Prominent clients, such as AMINA Bank in Switzerland, AltPayNet in the Philippines, Banco Genial in Brazil, CambioReal, Corpay, MassPay, and ECIB in Malaysia, demonstrate institutional confidence in Ripple Payments.
XRP Liquidity Falls on Binance
While Ripple’s product side advances, XRP continues to face challenges. According to an analyst citing CryptoQuant data, the XRP Binance 30-Day Liquidity Index has declined to 0.097, with a turnover rate of 7.02 billion XRP.
XRP Liquidity on Binance. Source: CryptoQuantThis is a significant drop from 2022 to 2024, when turnover ranged from 180 to 240 billion XRP, and the liquidity index topped 3.
According to the analyst, the decline began in 2025 and has persisted into 2026. It reflects lower trading activity or a shift in liquidity from Binance to other platforms.
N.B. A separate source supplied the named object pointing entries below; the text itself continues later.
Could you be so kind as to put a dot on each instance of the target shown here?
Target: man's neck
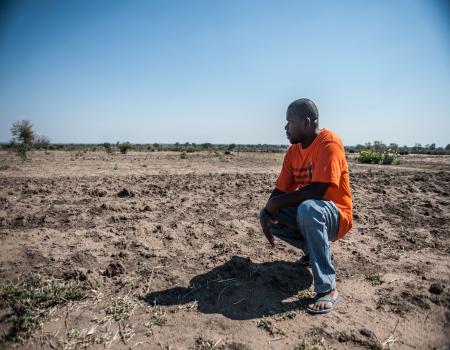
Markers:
(310, 139)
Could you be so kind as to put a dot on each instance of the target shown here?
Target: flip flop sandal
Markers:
(326, 298)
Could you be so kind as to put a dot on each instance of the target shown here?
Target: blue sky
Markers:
(225, 71)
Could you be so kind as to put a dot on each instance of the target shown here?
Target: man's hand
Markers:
(266, 222)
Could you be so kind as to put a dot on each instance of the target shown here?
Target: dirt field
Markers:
(151, 251)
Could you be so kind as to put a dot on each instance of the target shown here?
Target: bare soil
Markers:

But why is this important? Low liquidity environments heighten price volatility. When fewer tokens circulate, large capital movements can trigger sharp price swings.
However, reduced liquidity does not imply price weakness; rather, it results in higher market sensitivity to demand shifts. The analyst stated that at the current levels, the market stands in a state of anticipation. A rebound in turnover could lead to a “meaningful shift in price dynamics.”